S'imprégner de l'ambiance

L'auteur explique d'ailleurs que c'est en vacances que germent ses premières idées de roman : "Je n'arrive pas à ne rien faire en vacances donc souvent en vacances, j'invente mes histoires. Cela me permet d'être tranquille et je pense à mes histoires pendant la journée, je prends des notes le soir et après je les écris dans l'année".

Michel Bussi démontre aussi une forte importance à décrire le décors dans lequel les personnages se trouvent. Cette sensibilité témoigne de sa fibre de géographe, lui qui était anciennement professeur à l'université de Rouen. Pour donner la meilleur ambiance possible, l'écrivain utiliser donc deux méthodes : "Il y a déjà le fait d'aller sur place pour sentir l'atmosphère, prendre des photos, parler aux gens. Ensuite j'avais environ une vingtaine de livres sur les Marquises comme documentation et lecture pour être le plus précis possible. Enfin il y a le fantasme, l'écriture. Les Marquises se prêtent beaucoup au fantasme avec évidemment Jacques Brel (NDLR : qui y a vécu à la fin de sa vie, a écrit sa chanson Les Marquises et est inhumé là-bas), mais aussi le cannibalisme, les tatouages".

Il poursuit : "Du coup il y a une partie réelle et une pratiquement inventée qui est tout ce qu'on imagine qui pouvait être les Marquises à l'époque. C'est un peu comme les Incas, les Aztèques ou l'île de Pâques, il y a beaucoup de mystères autour de cette civilisation quasiment disparue dont on ne sait pas grand chose".

Des clins d'oeil à la Belgique

Dans Au soleil redouté, les lecteurs retrouveront différents clins d'œil glissés par l'auteur, notamment à la Belgique, pas étonnant pour des îles où repose Jacques Brel. Un des personnages s'appelle Van Gal, un nom loin d'être anodin pour Michel Bussi"C'est à la fois parce que j'aime beaucoup Jean Van Hamme et puis il y a Thorgal derrière".

Autre clin d'œil empreint de belgitude, celui d'une question posée à l'un des personnages, "avant de mourir j'aimerais...". Celle-ci aimerait... que la Belgique gagne la Coupe du Monde de football. "C'est un manière de reconnaître que vous la gagnerez un jour" s'amuse Michel Bussi.

Du roman à l'écran

Le romancier a démarré sa carrière dans le livre quand il était encore professeur à l'université, une activité professionnelle qu'il a abandonnée pour se consacrer à plein temps à ce nouveau métier. Il justifie : "Cette situation me permet d'écrire déjà au moins un roman par an et de faire plein d'autres choses : des adaptations de télé, de BD aussi beaucoup" Il ajoute : "Et puis en ce moment on est en train de préparer une saga pour ados qui va sortir à la rentrée. Donc cela permet de faire et un roman et d'autres choses autour".

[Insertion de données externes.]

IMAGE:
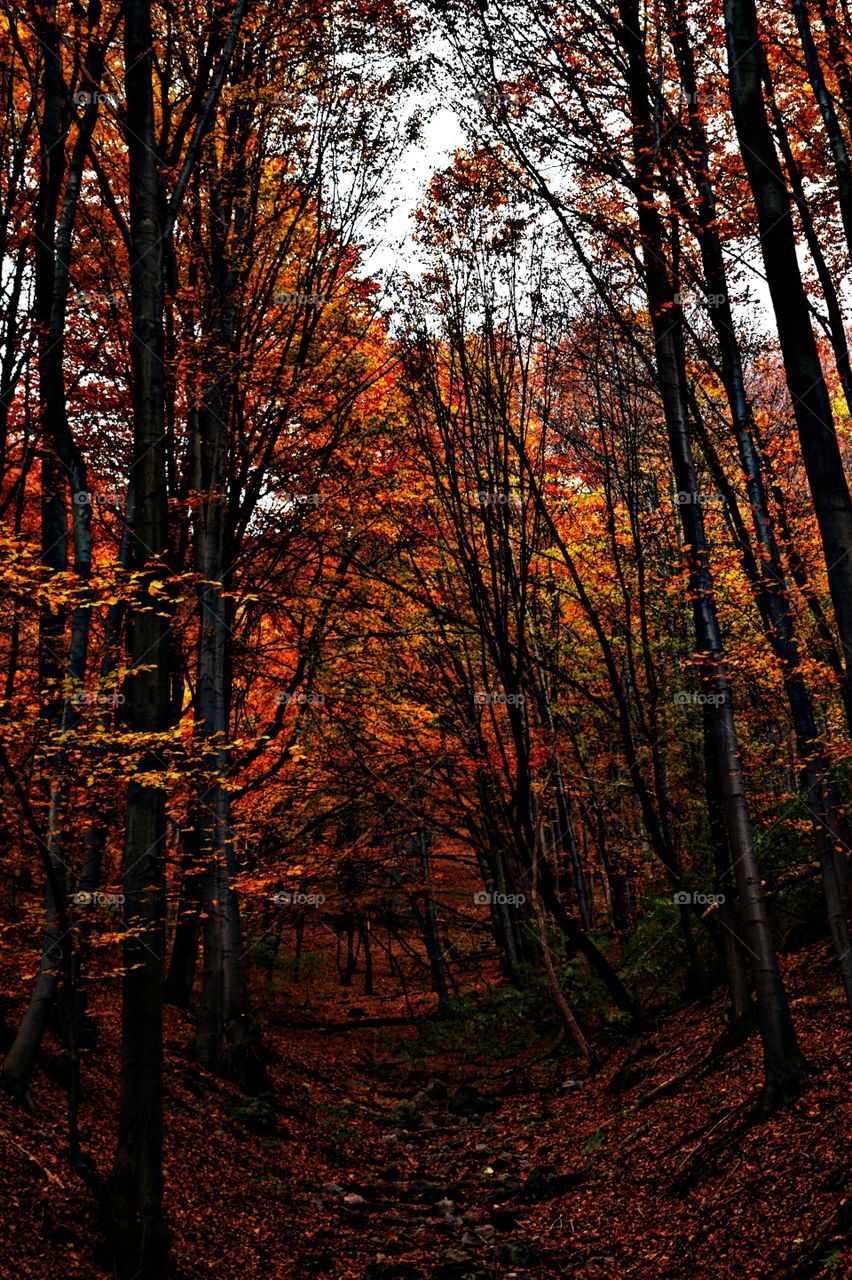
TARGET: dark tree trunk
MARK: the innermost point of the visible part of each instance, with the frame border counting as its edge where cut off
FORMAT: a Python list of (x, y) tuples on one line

Michel Bussi a écrit de nombreux best-sellers. Certains, comme Le temps est assassin ou Un avion sans elle ont fait l'objet d'une adaptation en série télé.

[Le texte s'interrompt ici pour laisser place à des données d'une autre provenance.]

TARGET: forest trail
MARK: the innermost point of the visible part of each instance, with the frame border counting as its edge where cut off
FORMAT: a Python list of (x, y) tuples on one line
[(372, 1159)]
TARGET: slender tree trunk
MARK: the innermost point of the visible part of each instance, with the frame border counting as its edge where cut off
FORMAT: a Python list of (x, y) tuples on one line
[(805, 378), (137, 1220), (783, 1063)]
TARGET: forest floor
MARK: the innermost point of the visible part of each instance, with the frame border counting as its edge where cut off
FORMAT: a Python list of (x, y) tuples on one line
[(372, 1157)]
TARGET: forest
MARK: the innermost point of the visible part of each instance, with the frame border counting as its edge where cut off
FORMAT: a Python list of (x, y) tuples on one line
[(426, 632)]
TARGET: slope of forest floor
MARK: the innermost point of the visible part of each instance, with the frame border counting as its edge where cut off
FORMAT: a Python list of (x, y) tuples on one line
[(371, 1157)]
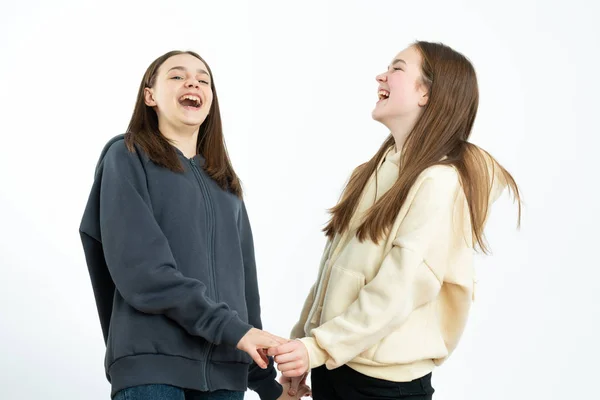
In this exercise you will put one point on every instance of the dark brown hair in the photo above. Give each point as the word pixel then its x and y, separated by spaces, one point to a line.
pixel 143 131
pixel 443 129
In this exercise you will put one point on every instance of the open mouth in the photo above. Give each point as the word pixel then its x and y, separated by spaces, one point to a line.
pixel 190 102
pixel 383 94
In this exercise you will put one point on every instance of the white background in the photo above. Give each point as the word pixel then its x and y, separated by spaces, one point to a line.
pixel 296 86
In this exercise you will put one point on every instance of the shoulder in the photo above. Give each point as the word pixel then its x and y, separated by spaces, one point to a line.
pixel 439 180
pixel 117 156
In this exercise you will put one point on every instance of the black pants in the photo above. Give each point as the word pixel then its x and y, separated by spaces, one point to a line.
pixel 344 383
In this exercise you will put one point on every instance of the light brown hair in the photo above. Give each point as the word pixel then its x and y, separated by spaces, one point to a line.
pixel 443 129
pixel 143 131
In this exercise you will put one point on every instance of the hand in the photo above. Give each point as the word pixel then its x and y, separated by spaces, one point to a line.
pixel 297 385
pixel 302 391
pixel 291 358
pixel 253 343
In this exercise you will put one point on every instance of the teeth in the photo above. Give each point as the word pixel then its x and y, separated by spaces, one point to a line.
pixel 192 98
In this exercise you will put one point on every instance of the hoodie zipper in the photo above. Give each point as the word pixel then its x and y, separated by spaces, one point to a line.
pixel 211 230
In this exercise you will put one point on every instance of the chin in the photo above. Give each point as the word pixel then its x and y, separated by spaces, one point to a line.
pixel 377 116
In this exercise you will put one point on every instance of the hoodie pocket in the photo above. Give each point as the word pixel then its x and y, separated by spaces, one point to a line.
pixel 342 290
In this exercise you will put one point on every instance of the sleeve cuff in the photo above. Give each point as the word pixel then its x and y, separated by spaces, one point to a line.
pixel 234 331
pixel 270 390
pixel 316 355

Pourtant, l'écrivain assure ne pas chercher à tout prix l'adaptation dans son écriture, rendant même celle-ci parfois difficile à interpréter à l'écran : "Ceux qui liront Au soleil redouté, c'est quasiment inadaptable tel quel parce qu'il y a une grosse manipulation qui fait qu'une fois en image on se demanderait comment cette adaptation peut tenir en image. Après c'est aussi un challenge. Je pense que les réalisateurs aiment bien mes romans parce qu'il y a toujours un petit challenge, un peu comme dans les Agatha Christie pour maintenir le suspens, alors qu'à l'écran ou à l'image c'est plus compliqué parce que j'essaie de jouer sur tout ce que la littérature permet comme suggestion".